To address the growing cyber security challenge, the region’s AMSC formed a unique cyber partnership, bringing together leaders across industry sectors to lend their expertise to the problem. Membership includes representatives from Rutgers University, Stevens Institute, and major segments of the maritime industry. The end result of their work is an agreement by all members of the AMSC to share cyber threat information and participate in routine cyber exercises. The plan also establishes a Cyber Advisory Committee, comprised of cyber and industry experts ready to assist in a cyber-incident response, and creates an awards program to recognize port partners who have taken proactive steps to make cybersecurity a top priority.

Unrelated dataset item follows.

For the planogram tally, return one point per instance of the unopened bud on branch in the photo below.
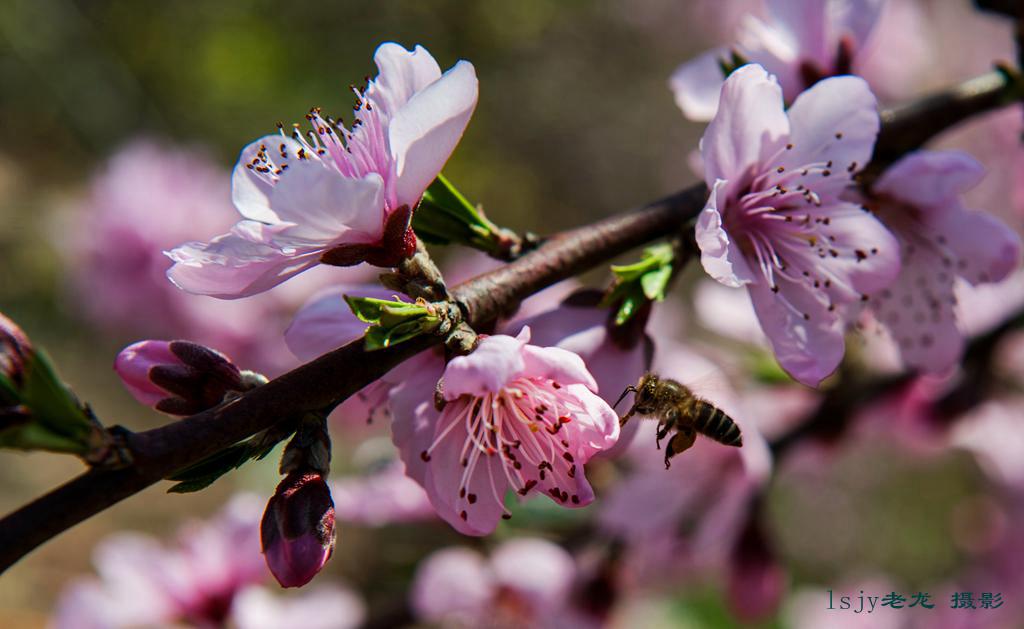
(179, 377)
(297, 532)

The financial services sector also has a vested interest in the maritime industry’s ability to deliver goods and services to U.S. ports. Financial sector representatives are active members of the AMSC and integral to the development of this cyber strategy. Any disruption to cargo, oil, and gas, or passenger ferries could impact the markets, especially commodities.
The Chairman of the AMSC, Joe Farley of Maher Terminals, operator of North America’s largest marine container terminal, applauds the work this group has done to adapt to changing threat landscapes.
“Our AMSC is committed to protecting the security of our port from all threats, including cyber threats,” said Farley. “This plan is evidence of the commitment our port partners have made to strengthen our cyber resilience and to keeping the Port of New York and New Jersey safe, secure and open for business.”
Capt. Jason Tama, Coast Guard Captain of the Port and Federal Maritime Security Coordinator, believes that the work done by this committee is innovative and urgently needed.
“The fact that port partners across different industry sectors came together to develop this plan speaks to the serious nature of the cyber threat and is a testament to the shared equities at stake,” said Tama. “I’m proud of the proactive work this team is doing to address one of the most significant safety and security concerns facing our ports. The nature of the cyber threat demands that different segments of industry, government, and academia share information and work together to enhance cyber preparedness and resilience.”
The AMSC for the Port of New York and New Jersey plans to recognize inaugural award recipients and conduct its next port-wide cyber exercise in 2020.